Obviously, then, someone must zealously guard the microcode patch space. If a bug is merely an irritation or lends itself to a workaround, it should not be allowed to take up permanent residence in that space.
This is not as easy as it sounds, because microcode is a versatile medium in a microprocessor such as Intel’s, and almost anything beyond a certain complexity threshold will involve microcode. Translation: A suitably clever microcode patch can, in principle, fix a surprising number of bugs that have nothing directly to do with microcode.
You can also ameliorate certain chip set bugs that involve bus modes in this way. On the other hand, is that wise? If a small microcode patch can prevent the recall of a large number of motherboards, it is justified, but if the patch uses up half the CPU’s patch space and accomplishes nothing more than shaving two weeks off the chip set’s development schedule, it is probably not worth a permanent patch.

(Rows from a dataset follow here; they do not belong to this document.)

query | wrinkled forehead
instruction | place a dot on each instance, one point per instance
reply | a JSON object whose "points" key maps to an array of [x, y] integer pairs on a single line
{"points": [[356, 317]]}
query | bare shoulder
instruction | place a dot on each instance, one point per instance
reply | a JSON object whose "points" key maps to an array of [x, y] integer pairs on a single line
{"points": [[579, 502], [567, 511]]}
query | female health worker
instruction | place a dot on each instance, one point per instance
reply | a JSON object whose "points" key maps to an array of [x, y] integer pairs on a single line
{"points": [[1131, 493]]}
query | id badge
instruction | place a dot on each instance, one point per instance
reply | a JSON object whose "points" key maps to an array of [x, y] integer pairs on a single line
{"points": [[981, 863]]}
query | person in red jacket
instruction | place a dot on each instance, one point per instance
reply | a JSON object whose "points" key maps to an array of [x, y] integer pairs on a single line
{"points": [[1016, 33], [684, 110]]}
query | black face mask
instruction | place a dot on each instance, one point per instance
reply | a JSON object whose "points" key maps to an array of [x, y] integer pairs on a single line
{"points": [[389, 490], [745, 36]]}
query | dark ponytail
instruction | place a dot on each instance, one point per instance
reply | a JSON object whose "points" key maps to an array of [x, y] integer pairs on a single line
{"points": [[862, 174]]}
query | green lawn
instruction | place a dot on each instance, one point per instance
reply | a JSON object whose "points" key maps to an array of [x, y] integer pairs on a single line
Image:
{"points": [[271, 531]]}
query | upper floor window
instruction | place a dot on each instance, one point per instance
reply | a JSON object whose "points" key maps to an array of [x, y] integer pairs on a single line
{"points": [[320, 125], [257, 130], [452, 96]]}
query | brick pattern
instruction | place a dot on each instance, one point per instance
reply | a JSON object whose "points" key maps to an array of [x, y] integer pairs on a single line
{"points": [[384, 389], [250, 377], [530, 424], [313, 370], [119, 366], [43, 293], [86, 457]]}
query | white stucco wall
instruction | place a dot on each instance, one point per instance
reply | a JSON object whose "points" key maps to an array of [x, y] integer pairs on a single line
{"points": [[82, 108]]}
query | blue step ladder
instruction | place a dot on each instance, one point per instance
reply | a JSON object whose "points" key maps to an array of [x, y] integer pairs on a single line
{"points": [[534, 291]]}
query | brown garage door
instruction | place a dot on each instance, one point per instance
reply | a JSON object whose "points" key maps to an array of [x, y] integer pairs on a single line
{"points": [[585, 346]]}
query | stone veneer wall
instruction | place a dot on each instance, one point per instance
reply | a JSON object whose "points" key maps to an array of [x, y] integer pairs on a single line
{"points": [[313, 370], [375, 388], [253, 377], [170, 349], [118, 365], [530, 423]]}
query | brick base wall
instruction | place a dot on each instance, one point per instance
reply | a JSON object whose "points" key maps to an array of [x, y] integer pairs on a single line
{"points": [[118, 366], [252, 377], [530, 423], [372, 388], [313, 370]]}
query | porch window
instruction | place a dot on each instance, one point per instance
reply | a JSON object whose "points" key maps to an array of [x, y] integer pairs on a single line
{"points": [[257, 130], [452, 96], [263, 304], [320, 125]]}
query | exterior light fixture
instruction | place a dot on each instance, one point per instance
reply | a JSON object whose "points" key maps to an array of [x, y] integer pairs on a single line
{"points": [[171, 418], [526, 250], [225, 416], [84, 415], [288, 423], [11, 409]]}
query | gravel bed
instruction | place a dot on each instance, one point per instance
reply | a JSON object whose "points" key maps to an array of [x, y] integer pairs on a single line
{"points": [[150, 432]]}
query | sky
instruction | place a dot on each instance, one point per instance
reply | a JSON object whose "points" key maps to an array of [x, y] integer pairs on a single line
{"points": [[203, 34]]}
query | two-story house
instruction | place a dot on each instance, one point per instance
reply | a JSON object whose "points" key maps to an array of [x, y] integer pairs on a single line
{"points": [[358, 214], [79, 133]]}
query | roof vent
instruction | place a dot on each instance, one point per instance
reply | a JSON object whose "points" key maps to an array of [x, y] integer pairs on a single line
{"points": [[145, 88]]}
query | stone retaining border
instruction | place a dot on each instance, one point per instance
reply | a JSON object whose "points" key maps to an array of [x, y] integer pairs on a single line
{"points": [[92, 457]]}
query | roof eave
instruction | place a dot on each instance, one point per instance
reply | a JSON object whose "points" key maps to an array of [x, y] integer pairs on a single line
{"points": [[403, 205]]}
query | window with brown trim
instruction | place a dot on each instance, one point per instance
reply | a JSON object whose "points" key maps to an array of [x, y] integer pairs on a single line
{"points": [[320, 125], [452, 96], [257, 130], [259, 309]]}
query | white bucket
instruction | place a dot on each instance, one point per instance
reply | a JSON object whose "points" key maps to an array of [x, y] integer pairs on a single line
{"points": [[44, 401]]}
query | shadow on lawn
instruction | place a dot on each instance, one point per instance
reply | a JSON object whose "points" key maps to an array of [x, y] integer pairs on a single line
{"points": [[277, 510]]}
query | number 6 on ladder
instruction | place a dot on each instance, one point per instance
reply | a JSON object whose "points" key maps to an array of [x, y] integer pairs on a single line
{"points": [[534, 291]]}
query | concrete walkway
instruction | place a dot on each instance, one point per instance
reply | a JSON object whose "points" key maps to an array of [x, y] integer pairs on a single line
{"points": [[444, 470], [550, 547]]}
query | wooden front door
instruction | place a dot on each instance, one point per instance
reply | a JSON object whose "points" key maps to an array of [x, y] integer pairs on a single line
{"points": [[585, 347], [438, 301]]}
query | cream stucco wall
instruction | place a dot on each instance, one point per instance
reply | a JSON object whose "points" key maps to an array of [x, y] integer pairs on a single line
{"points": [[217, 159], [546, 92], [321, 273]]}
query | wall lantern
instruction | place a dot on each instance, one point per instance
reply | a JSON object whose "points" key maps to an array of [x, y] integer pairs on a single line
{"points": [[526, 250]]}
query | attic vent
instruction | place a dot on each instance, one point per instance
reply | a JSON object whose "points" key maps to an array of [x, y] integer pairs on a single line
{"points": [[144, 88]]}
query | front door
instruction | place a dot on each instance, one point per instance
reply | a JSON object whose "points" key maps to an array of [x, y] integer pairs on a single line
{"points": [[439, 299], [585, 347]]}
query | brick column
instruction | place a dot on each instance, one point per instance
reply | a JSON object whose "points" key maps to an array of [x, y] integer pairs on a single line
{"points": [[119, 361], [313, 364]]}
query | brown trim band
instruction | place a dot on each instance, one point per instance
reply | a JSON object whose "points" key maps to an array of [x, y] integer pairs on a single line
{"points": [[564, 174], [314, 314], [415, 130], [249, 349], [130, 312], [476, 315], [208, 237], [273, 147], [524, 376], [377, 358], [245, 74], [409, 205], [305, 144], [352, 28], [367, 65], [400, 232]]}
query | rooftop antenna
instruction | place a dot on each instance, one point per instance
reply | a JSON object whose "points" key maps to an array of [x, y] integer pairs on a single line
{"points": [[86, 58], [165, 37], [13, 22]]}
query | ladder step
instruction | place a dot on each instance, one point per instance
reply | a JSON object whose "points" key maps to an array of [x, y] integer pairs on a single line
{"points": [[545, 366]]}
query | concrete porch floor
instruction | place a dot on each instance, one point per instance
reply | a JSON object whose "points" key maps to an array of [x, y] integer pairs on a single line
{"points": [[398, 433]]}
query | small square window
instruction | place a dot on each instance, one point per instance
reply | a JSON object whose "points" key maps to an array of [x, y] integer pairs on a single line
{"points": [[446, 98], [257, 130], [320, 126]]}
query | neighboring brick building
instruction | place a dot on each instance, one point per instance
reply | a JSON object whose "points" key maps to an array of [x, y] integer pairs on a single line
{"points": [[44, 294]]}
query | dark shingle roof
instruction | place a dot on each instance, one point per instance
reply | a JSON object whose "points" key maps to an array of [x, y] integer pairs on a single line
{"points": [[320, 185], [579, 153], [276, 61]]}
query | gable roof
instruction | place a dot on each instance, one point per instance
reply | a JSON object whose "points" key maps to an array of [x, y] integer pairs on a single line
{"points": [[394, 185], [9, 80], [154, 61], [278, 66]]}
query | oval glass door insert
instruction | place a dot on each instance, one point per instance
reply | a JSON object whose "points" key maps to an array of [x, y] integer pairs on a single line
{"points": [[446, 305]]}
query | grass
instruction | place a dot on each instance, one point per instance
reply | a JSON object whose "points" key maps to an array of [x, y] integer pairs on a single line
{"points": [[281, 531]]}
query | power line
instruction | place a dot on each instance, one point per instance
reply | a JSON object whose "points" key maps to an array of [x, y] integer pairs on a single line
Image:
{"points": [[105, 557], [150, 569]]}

It takes exquisite technical judgment to be able to weigh what is known about a bug, its severity, how long it will take for a future stepping to arrive that fixes it, the volumes of all affected chips, how full the patch space already is, and how many future bugs are likely to appear that would use up more of it. No formu
la, algorithm, or algebraic equation, no matter how cleverly applied, can tell you how to wield the microcode patch space.
Your best resource for that is the most senior technical person, which in our case was Dave Papworth. Intel owes Dave an eternal debt of gratitude for the stellar job he did on this task for the first six years. Validation would inform the war room of the important sightings and bugs and Dave would essentially inform the war room of how the bugs were to be disposed of. It was like watching Michael Jordan play basketball or Tiger Woods play golf. Some people are so good at what they do, they make it look easy, no matter how hard it is, and it is only when you try it yourself that the amazement takes over.
PRODUCT CARE AND FEEDING
As every parent knows, or will find out when the time comes, you don’t actively raise your children until they hit the magical age of 18 and then launch them into the world, reducing your parenthood to mere observation of their progress. Do launch them (a 30-yearold camping on the sofa is not a pretty sight), but the process of guiding, correcting, nudging, fixing, helping, and otherwise adding value must go on.
The same is true of a product. As with your children, you invest heavily in preparing them for the world and you hope that they are so ready that they will be a raving success with or without you. But they have strengths and weaknesses, and areas where some inspired collaboration can make a big difference. Your “product” continues to need you even after production has commenced.